Europäischer Gerichtshof für Menschenrechte: Endlos-Warten wegen Russland?

Prolog: 3. November 2003, die Kripo beschlagnahmt bei einer Wohnungsdurchsuchung meine beiden Computer, CD´s und Disketten. Auf einer meiner Homepages soll sich ein kinderpornografisches Foto befinden. Gelöscht worden ist die Seite von den Ermittlungsbehörden nicht. Das angeblich kinderpornografische Foto entpuppt sich nach längerer Suche als daumennagelgroßer Fleck, auf dem nichts zu erkennen ist.
Jedes Jahr erkundige ich mich beim niedersächsischen Justizministerium und bei der Staatsanwaltschaft Hannover nach dem Stand der Dinge. Dennoch tut sich nichts. Nach drei Jahren endet die Geschichte endlich, das Hildesheimer Landgericht stellt fest: Das Verfahren hätte nie eingeleitet werden dürfen.
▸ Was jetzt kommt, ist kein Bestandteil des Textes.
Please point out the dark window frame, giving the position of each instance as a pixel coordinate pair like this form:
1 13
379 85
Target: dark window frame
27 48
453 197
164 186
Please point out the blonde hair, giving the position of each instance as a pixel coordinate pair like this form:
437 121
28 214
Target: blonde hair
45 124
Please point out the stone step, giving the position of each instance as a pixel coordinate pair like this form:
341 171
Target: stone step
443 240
Wegen der Verfahrensdauer wende ich mich im April 2007 an den Europäischen Gerichtshof für Menschenrechte. Und so geht es weiter:

Dreijährige ist wütend auf SED-Chef

Zu unserer Familiengeschichte gehört eine Begebenheit, die sich so zugetragen hat: Monika, blond, hübsch und drei Jahre alt, hockt vor dem Fernsehapparat und wartet auf das Sandmännchen im DDR-Fernsehen. Doch Erich Honecker als Staatsratsvorsitzender findet kein Ende, redet und redet von den Erfolgen des real existierenden Sozialismus, bis Monika als pfiffiges Mädchen aus Hannover, das genau weiß, wo es die für sie guten Sendungen findet, wütend wird.

„Wenn du nicht gleich aufhörst zu quasseln, schick ich dir einen anonymen Brief“, zischt sie in Richtung Endlos-Redner.

Marianne Rosenberg ist es gewesen, die vor fast ebenso langer Zeit ihr Klagelied „Mr. Paul McCartney, weißt du wie ich leide“ anstimmte. Ob Putin weiß, wie sehr ich leide? Denn er ist daran schuld, dass ich mich wegen einer Eingabe vor dem Europäischen Gerichtshof für Menschenrechte in unendlicher Geduld üben muss. Behauptet jedenfalls Dr. Almut Wittling-Vogel als Verfahrensbevollmächtigte der Regierung der Bundesrepublik Deutschland in einem zweiseitigen Schreiben vom 18. Februar 2008 mit dem Aktenzeichen IV M - 4110 II - R 5 942/2005.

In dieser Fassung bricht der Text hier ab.